"Wolałabym importować gaz z Wielkiej Brytanii i Norwegii, jak to robiliśmy kiedyś, oraz z Holandii. Ale nie było to już możliwe. Dla nas pytanie brzmiało: droższy LNG, o jedną trzecią droższy, czy tańszy rosyjski gaz?" - tłumaczyła Angela Merkel, odpierając po raz kolejny zarzuty o firmowanie swoim nazwiskiem błędnej polityki Niemiec wobec Rosji. Była kanclerz otrzymała w Lipsku owację na stojąco.

Po rozpoczęciu pełnowymiarowej inwazji Rosji na Ukrainę w lutym ubiegłego roku, polityka Niemiec wobec Moskwy została poddana dużej krytyce.

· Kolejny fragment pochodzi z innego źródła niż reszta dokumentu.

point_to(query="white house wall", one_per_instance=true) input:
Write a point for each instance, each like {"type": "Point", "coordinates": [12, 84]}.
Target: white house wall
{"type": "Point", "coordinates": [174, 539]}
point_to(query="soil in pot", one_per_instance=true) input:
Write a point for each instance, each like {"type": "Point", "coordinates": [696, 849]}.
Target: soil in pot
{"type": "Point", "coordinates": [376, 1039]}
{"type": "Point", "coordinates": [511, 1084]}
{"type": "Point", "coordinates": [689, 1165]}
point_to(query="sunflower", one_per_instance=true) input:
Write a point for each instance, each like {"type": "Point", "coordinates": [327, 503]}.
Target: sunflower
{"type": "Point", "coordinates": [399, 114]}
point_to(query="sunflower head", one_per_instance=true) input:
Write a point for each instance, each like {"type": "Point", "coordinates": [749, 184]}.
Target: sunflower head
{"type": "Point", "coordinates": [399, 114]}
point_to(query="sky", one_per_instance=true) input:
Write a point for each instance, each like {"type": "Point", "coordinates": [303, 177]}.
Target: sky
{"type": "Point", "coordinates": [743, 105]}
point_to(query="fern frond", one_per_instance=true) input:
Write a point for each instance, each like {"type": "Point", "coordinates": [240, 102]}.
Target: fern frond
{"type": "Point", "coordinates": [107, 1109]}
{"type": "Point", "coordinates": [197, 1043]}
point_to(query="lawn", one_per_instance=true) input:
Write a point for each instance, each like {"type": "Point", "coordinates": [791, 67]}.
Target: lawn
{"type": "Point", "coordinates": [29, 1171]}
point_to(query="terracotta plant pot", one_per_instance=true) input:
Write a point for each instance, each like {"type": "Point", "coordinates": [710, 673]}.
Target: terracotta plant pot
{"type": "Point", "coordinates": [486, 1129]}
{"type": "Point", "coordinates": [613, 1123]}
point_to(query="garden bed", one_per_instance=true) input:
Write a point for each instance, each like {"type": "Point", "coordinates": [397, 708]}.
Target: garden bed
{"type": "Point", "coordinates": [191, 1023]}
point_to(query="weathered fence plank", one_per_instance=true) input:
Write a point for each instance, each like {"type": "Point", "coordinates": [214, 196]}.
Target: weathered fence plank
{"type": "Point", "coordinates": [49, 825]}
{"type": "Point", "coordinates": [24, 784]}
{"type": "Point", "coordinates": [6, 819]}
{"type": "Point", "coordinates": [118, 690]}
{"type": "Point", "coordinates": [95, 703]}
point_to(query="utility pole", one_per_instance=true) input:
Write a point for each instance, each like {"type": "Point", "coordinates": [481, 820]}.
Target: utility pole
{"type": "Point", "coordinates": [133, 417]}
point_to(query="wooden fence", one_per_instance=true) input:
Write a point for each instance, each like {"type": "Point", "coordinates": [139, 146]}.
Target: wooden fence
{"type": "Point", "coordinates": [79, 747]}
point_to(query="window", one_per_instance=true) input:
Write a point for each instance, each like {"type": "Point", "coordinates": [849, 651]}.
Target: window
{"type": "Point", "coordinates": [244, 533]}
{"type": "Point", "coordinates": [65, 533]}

Angela Merkel, jako długoletni kanclerz RFN, który firmował swoim nazwiskiem niemiecki sposób budowania relacji z Kremlem, musiała tę krytykę przyjąć w dużej mierze na siebie. Merkel nie zamierza jednak godzić się z rolą kozła ofiarnego i od lutego 2022 roku konsekwentnie odpiera zarzuty o błędy w polityce wobec Rosji. Tym razem była kanclerz musiała odpowiadać na trudne pytania w Lipsku, w czasie targów książki.

W sobotę Angela Merkel przez prawie dwie godziny udzielała wywiadu redaktorowi naczelnemu tygodnika "Die Zeit" Giovanniemu di Lorenzo, broniąc swojej polityki wobec Rosji i decyzji dotyczących polityki energetycznej, które doprowadziły Niemcy do uzależnienia od dostaw rosyjskiego gazu

Była kanclerz przyznała, że wolałaby importować surowce energetyczne od partnerów z Wielkiej Brytanii czy Holandii. Według niemieckiej polityk, takiej możliwości jednak nie było i została zmuszona do zawarcia umów na tańsze produkty oferowane przez Rosję.

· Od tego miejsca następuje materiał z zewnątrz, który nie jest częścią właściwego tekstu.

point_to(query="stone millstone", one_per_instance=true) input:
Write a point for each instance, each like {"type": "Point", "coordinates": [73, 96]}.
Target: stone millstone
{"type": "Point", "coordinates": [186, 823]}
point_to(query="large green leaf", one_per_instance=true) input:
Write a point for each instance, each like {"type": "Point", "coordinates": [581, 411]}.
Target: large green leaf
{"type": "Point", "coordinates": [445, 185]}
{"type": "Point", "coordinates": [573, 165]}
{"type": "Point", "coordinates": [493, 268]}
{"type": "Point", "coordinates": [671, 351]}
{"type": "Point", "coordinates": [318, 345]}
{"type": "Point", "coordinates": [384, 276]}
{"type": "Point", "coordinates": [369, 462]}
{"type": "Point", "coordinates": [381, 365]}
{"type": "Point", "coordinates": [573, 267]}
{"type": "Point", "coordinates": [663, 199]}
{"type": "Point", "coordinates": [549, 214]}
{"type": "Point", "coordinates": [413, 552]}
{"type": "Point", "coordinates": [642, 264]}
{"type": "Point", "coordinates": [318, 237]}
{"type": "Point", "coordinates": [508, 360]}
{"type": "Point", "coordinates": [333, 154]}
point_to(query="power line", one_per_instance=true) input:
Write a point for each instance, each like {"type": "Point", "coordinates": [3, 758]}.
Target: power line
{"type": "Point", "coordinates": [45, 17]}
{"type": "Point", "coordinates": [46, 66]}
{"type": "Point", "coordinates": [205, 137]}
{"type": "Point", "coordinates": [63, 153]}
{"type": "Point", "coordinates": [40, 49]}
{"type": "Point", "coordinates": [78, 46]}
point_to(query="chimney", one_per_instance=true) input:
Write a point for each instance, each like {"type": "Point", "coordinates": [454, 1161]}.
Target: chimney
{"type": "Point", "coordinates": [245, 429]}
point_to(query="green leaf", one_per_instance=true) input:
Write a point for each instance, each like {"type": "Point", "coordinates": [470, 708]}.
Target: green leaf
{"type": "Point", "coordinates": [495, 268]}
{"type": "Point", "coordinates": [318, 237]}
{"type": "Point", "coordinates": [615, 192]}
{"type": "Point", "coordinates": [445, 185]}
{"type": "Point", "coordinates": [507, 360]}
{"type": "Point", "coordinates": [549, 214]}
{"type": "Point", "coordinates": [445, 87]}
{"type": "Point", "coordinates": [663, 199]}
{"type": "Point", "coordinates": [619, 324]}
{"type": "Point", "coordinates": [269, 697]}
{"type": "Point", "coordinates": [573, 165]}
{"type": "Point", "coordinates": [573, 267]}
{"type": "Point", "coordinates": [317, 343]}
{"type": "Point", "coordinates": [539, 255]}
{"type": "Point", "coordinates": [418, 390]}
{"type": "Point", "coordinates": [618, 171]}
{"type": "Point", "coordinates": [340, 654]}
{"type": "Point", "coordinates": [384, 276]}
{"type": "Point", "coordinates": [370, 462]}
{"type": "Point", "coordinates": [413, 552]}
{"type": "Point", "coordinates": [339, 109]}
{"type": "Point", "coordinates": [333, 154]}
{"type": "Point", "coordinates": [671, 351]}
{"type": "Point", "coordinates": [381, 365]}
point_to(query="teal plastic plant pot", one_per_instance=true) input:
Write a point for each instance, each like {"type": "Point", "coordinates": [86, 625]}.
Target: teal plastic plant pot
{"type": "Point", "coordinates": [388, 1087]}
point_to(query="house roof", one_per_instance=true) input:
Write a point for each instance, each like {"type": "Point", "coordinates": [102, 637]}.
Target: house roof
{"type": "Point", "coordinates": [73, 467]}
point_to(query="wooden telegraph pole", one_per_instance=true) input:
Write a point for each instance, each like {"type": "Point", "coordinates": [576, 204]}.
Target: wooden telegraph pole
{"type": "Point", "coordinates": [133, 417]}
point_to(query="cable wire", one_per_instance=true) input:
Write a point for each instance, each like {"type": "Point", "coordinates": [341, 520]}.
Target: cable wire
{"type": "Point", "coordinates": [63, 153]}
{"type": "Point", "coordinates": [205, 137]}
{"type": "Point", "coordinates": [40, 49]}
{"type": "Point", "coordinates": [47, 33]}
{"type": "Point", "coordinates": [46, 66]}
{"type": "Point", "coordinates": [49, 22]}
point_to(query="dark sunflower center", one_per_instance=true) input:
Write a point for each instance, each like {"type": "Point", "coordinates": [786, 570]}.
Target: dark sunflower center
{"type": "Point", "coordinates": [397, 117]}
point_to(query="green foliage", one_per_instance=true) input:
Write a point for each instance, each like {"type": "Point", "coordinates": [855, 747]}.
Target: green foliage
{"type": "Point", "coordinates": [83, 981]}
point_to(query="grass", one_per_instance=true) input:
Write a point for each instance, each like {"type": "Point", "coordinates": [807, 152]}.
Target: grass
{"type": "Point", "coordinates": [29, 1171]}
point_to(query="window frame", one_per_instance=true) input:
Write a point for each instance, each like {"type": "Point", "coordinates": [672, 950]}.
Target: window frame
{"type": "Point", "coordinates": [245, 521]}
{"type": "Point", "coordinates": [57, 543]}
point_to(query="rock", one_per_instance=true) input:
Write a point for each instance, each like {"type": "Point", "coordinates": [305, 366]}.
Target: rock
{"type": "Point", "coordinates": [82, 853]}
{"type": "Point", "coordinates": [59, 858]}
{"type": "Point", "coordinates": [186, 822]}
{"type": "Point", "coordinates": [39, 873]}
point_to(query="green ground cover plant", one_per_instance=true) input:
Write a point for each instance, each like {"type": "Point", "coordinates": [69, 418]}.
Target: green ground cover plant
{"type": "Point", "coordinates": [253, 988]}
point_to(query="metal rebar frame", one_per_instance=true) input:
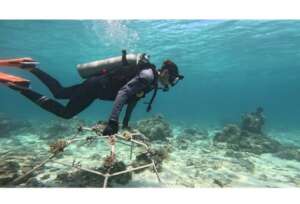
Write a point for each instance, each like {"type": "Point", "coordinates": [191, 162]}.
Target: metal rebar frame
{"type": "Point", "coordinates": [112, 140]}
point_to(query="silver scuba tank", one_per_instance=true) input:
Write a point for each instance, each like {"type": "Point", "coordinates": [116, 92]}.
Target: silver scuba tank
{"type": "Point", "coordinates": [109, 65]}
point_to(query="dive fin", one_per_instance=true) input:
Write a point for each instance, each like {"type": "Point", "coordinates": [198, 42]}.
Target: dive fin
{"type": "Point", "coordinates": [15, 80]}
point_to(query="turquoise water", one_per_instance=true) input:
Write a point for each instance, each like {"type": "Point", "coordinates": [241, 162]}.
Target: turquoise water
{"type": "Point", "coordinates": [230, 67]}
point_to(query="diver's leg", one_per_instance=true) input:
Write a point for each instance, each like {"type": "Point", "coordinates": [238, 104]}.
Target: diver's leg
{"type": "Point", "coordinates": [78, 102]}
{"type": "Point", "coordinates": [53, 85]}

"Próbowałam zapobiec inwazji"

Odnosząc się do rosyjskiej inwazji na Ukrainę była kanclerz oznajmiła: W swoim czasie, za pomocą tego, co miałam do dyspozycji, próbowałam zapobiec tej sytuacji. To, że mi się nie udało, nie jest moim zdaniem dowodem na to, że nie należało próbować.

Zapytana, jak można zakończyć rosyjską inwazję, Merkel wezwała do otwartych debat. Byłoby dla mnie ważne (...), abyśmy nie ograniczali zbytnio naszego myślenia - powiedziała polityk cytowana przez portal dziennika "Die Welt". Jeśli ktoś taki jak Wolfgang Ischinger, były szef Monachijskiej Konferencji Bezpieczeństwa, mówił, że trzeba też pomyśleć o negocjacjach w pewnym momencie, to nie należy go od razu zakrzykiwać - dodała.

Publiczność w Lipsku przywitała Merkel długimi brawami, a pożegnała ją owacja na stojąco - pisze "Welt". Była kanclerz pracuje obecnie nad książką, w której ma opisać 16 lat sprawowania władzy w Niemczech.